Keine leichte Aufgabe, gerade da sich die Baustellen einmal mehr häufen. Natürlich war auch die Kalifat-Demonstration Thema, vor allem die Frage, ob man die augenscheinlich extremistischen Veranstalter zu verbieten könne. Die Hürden dafür sind jedoch hoch, erklärte Stegner. Aktionismus bringe hier nichts, erst wenn genug Material für ein erfolgreiches Verbot gesammelt ist, sollte die Innenministerin aktiv werden. Doch reicht das bei Organisationen, die schon seit Jahren oder gar Jahrzehnten vom Verfassungsgericht als extremistisch eingestuft werden?
Wie viel Einfluss hat der Iran auf den radikalen Islamismus?
Der Islamwissenschaftler Hamed Abdel-Samad vermutete eine zu große Vorsicht gegenüber Staaten wie dem Iran, mit dem intensive Wirtschaftsbeziehungen bestehen.
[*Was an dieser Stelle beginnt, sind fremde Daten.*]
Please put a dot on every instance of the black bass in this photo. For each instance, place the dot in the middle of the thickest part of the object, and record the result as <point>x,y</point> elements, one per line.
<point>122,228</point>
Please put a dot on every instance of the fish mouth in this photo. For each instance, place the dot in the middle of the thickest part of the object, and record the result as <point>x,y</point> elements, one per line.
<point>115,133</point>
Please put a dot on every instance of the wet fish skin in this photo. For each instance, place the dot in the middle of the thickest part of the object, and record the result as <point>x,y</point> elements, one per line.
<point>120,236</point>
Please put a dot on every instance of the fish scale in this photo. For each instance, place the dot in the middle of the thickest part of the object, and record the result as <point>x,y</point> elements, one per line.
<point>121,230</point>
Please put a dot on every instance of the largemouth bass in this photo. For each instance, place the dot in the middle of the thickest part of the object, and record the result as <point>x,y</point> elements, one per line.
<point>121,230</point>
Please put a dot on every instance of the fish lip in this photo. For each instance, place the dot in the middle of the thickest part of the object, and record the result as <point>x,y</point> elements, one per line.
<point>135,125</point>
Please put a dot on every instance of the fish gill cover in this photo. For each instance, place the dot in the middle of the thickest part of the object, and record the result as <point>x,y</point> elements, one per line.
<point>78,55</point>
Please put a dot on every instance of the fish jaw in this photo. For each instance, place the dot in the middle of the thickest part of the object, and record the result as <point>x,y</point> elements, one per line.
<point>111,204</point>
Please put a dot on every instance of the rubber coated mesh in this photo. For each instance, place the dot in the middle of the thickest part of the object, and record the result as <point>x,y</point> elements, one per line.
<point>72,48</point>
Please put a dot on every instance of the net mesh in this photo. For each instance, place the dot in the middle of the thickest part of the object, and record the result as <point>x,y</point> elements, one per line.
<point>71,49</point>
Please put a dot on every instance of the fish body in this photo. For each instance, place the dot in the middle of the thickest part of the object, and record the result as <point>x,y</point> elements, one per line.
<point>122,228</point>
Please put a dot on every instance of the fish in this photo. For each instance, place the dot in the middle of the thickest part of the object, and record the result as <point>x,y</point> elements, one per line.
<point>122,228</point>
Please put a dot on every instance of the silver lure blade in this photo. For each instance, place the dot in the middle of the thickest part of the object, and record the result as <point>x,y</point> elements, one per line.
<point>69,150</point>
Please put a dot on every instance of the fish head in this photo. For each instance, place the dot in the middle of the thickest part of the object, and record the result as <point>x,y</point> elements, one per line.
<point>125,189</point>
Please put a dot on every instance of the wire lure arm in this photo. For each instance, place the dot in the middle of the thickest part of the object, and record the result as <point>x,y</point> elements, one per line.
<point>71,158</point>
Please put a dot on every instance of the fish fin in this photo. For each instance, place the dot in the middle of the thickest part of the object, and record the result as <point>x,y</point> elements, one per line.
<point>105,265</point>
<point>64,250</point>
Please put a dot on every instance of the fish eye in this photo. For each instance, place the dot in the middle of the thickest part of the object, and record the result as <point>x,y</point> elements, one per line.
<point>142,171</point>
Dass der Iran intensive Verbindungen zum Islamischen Zentrum Hamburg, der sogenannten „Blauen Moschee“, unterhält, wissen die Behörden seit langem. Wie viel Einfluss der Iran auf den radikalen Islamismus hat, so wie er am vergangenen Wochenende auf den Hamburger Straßen zeigte, ist die Frage.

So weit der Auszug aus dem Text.